あまり足音を立てないようにして近づくと、人影がある程度認識できるようになった。さらに近づいてその人影をはっきりと確認したとき、泰樹は言葉を失った。
その人影は男女二人組。男の方は見たことのある顔で、同じ学年の文系クラスのやつだった。高身長イケメンで、泰樹とは正反対に活発で、かなり女子からモテる部類の人間である。
正直、男の方はどうでもよかった。
女の子の方は、可愛くて、これもまたとてもよく見たことのある顔だった。
(由佳…)
何を話しているかまでは分からなかったが、確かに二人組の片割れは由佳だった。
美男美女で校舎裏で密会か。確かにお似合いカップルではあるし、あの二人が実はひっそりと付き合っているとなっていても納得も出来る。

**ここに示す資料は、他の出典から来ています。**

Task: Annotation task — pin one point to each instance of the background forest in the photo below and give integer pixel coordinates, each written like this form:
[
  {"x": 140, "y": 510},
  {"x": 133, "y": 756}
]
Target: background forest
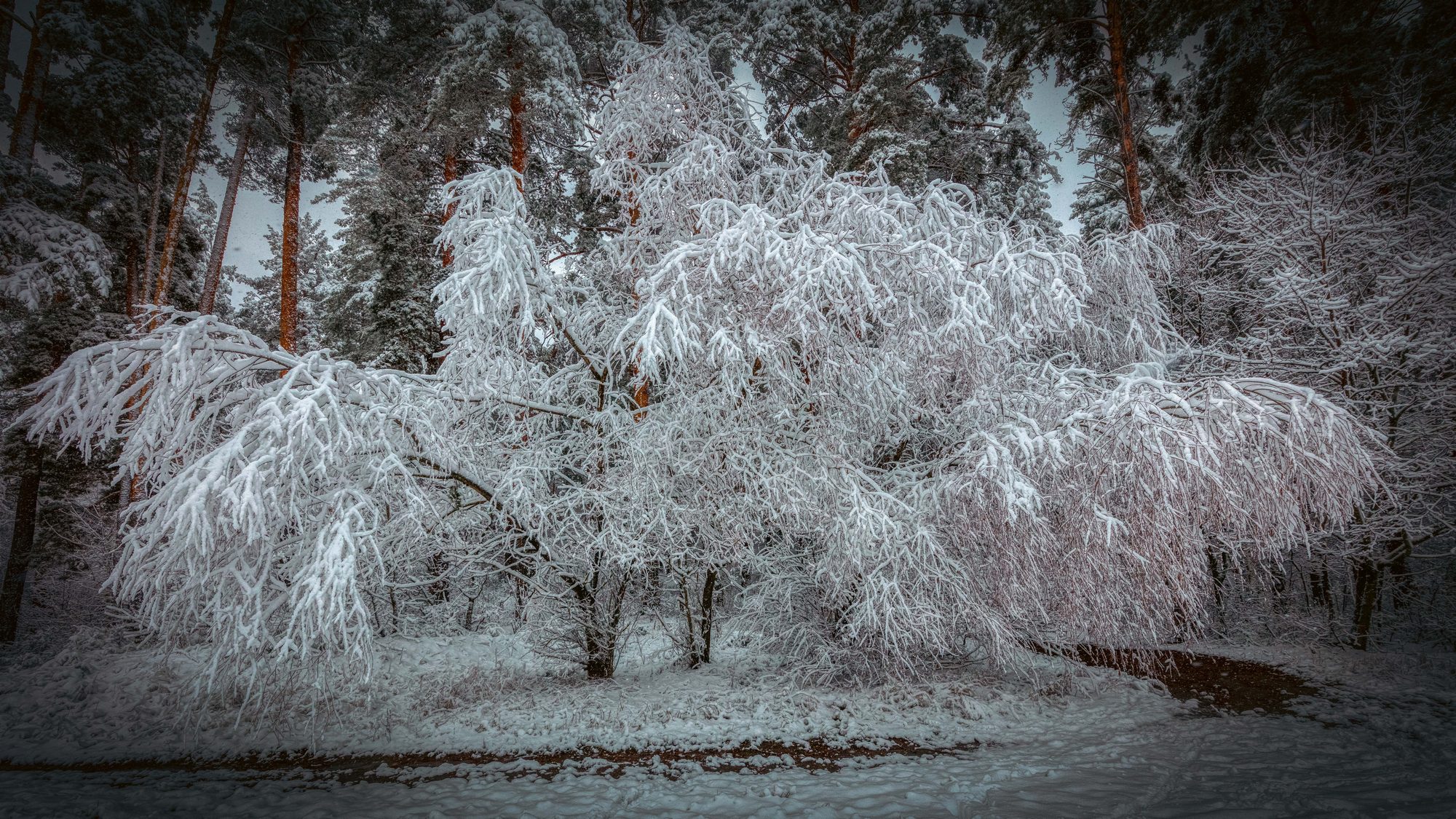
[{"x": 606, "y": 340}]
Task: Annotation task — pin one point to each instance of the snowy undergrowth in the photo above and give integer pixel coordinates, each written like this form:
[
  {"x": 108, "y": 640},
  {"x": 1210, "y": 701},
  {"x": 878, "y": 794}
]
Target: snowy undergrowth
[{"x": 98, "y": 700}]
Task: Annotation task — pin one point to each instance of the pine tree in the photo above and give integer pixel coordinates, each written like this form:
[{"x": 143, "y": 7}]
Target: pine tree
[
  {"x": 1110, "y": 56},
  {"x": 893, "y": 82},
  {"x": 1279, "y": 66},
  {"x": 317, "y": 280},
  {"x": 293, "y": 49}
]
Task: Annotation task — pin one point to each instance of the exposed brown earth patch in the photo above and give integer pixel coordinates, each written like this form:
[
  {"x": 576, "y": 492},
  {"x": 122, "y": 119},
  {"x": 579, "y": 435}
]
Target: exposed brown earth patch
[
  {"x": 816, "y": 755},
  {"x": 1221, "y": 684}
]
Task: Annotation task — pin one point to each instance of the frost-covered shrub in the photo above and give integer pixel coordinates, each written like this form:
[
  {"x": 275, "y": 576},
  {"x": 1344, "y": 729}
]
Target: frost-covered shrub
[{"x": 908, "y": 427}]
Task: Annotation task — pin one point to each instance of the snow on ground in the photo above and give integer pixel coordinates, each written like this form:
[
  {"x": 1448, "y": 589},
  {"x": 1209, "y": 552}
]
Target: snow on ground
[
  {"x": 1075, "y": 765},
  {"x": 1084, "y": 743},
  {"x": 97, "y": 701}
]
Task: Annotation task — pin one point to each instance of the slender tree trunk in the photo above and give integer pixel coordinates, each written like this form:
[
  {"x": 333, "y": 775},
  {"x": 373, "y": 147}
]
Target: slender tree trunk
[
  {"x": 23, "y": 541},
  {"x": 451, "y": 173},
  {"x": 1368, "y": 592},
  {"x": 132, "y": 279},
  {"x": 33, "y": 91},
  {"x": 157, "y": 210},
  {"x": 1117, "y": 55},
  {"x": 701, "y": 638},
  {"x": 293, "y": 178},
  {"x": 225, "y": 215},
  {"x": 8, "y": 23},
  {"x": 194, "y": 141},
  {"x": 519, "y": 139}
]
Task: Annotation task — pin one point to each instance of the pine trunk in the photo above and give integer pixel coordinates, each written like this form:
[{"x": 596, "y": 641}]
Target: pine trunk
[
  {"x": 225, "y": 215},
  {"x": 293, "y": 178},
  {"x": 451, "y": 173},
  {"x": 157, "y": 212},
  {"x": 33, "y": 92},
  {"x": 132, "y": 279},
  {"x": 194, "y": 141},
  {"x": 1122, "y": 97},
  {"x": 519, "y": 139},
  {"x": 8, "y": 12},
  {"x": 23, "y": 541}
]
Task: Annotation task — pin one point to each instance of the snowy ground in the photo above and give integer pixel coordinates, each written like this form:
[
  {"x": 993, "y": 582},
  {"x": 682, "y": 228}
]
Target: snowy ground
[{"x": 1087, "y": 743}]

しかし、泰樹はそれを見ていられなくなって、その事実を受け入れたくなくて、急いで来た道を戻り、体育館裏へと向かった。
はあ…なにか見てはいけないものを見てしまったような気がする。体育館裏で泰樹はうなだれながら涼んでいると、戸田から『今どこいる?』とメッセージがきた。

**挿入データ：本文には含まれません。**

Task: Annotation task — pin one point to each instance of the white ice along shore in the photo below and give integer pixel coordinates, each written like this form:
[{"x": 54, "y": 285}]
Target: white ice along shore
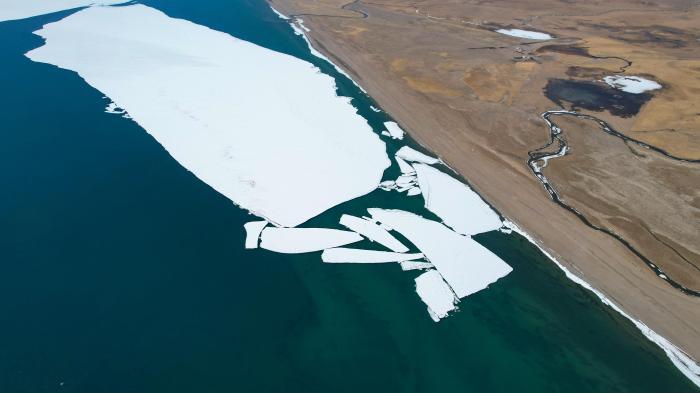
[
  {"x": 263, "y": 128},
  {"x": 300, "y": 240},
  {"x": 533, "y": 35},
  {"x": 467, "y": 266},
  {"x": 679, "y": 358},
  {"x": 21, "y": 9},
  {"x": 631, "y": 84},
  {"x": 457, "y": 205}
]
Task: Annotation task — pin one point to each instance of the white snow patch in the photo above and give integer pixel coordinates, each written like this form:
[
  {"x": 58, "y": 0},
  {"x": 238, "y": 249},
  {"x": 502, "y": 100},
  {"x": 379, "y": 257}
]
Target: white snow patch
[
  {"x": 415, "y": 265},
  {"x": 21, "y": 9},
  {"x": 356, "y": 255},
  {"x": 533, "y": 35},
  {"x": 413, "y": 191},
  {"x": 227, "y": 110},
  {"x": 680, "y": 359},
  {"x": 279, "y": 14},
  {"x": 394, "y": 130},
  {"x": 465, "y": 264},
  {"x": 373, "y": 232},
  {"x": 299, "y": 240},
  {"x": 457, "y": 205},
  {"x": 436, "y": 294},
  {"x": 252, "y": 231},
  {"x": 631, "y": 84},
  {"x": 405, "y": 167},
  {"x": 412, "y": 155}
]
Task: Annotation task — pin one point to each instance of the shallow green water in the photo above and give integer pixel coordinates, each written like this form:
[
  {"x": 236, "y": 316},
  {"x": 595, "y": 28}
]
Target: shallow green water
[{"x": 122, "y": 272}]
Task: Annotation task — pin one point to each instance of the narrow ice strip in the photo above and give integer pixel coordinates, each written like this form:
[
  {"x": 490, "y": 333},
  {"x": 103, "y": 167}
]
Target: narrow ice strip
[
  {"x": 457, "y": 205},
  {"x": 413, "y": 155},
  {"x": 680, "y": 359},
  {"x": 252, "y": 230},
  {"x": 356, "y": 255},
  {"x": 533, "y": 35},
  {"x": 227, "y": 110},
  {"x": 394, "y": 130},
  {"x": 373, "y": 232},
  {"x": 467, "y": 266},
  {"x": 415, "y": 265},
  {"x": 405, "y": 167},
  {"x": 300, "y": 240},
  {"x": 631, "y": 84},
  {"x": 436, "y": 294},
  {"x": 21, "y": 9},
  {"x": 301, "y": 30}
]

一人になりたいような気もしたが、戸田と話して気を紛らわしたい。そう思い、正直に『体育館裏で涼んでるわ』と返事をした。
-------------------------------------------------------------------
(あーいい天気だなぁ)
泰樹は快晴な青空を見ながらぼーっとしていると、後ろに人の気配を感じた。やっとコンビニから帰ってきたか。そう思って振り返らずにいると、
「あの、佐藤先輩、ですよね?」
と可愛らしい声が後ろから聞こえた。明らかに戸田ではないことは分かったが、聞き覚えのない声だった。
後ろを振り向いてみると、自分より背が10センチほど低く、若干丸顔で、かわいらしい顔の女の子が立っていた。見たことのない顔…いや、どこかで見たことあるような…
「どちらさま?」
「あ、あの…私、1Fの庄司薫と言いますっ!」
ああ、どうりで見たことある顔だった。この子―庄司薫―は今年の県大会で優勝した子である。確か中央支部でも二位だった子で顔はその時にしか見たことがなく、泰樹はうろ覚えではあったもののなんとなく覚えていた。何の用だろうか。
「何か俺に用?」
「え、えっと…先輩は由佳さんと付き合っているんですか?」
「えっ?」
多少どもりながら聞いてきた薫の質問に動揺した。いきなり何なんだ。何故そんなことを聞くのだろうか。
「先輩と由佳さん、学校で仲良しと聞いたもので…」
「そんなこと、誰から聞いたの?」
仲良しというほど学校では話していなかった上に、最近ではたまに取っていた連絡もしていない。誰がそんなこと言ったのか。
「あ、亜里沙先輩に聞いたんですけど、あの二人は仲良しだから…いずれ付き合うんじゃないかって言っていて」
「なるほどね…」
あいつ、なんで全く関係ない子に俺と由佳の話をするんだ?あの一件のこととか、何も知らないくせに。何考えてるんだか。
泰樹は「はぁ」とため息を漏らした。
「まあ、とりあえず君の質問に答えると、付き合ってないよ。付き合うこともないと思う」
言葉にするととても重く感じられた。でも、嘘はついていない。おそらく、真実。
「そうなんですね…」
薫がホッとした顔をする。この子は一体何をしたいんだ。
「いや、あの…どうしてそんなこと聞くの?」
泰樹が聞くと、薫はかわいらしい顔をにっこりさせた。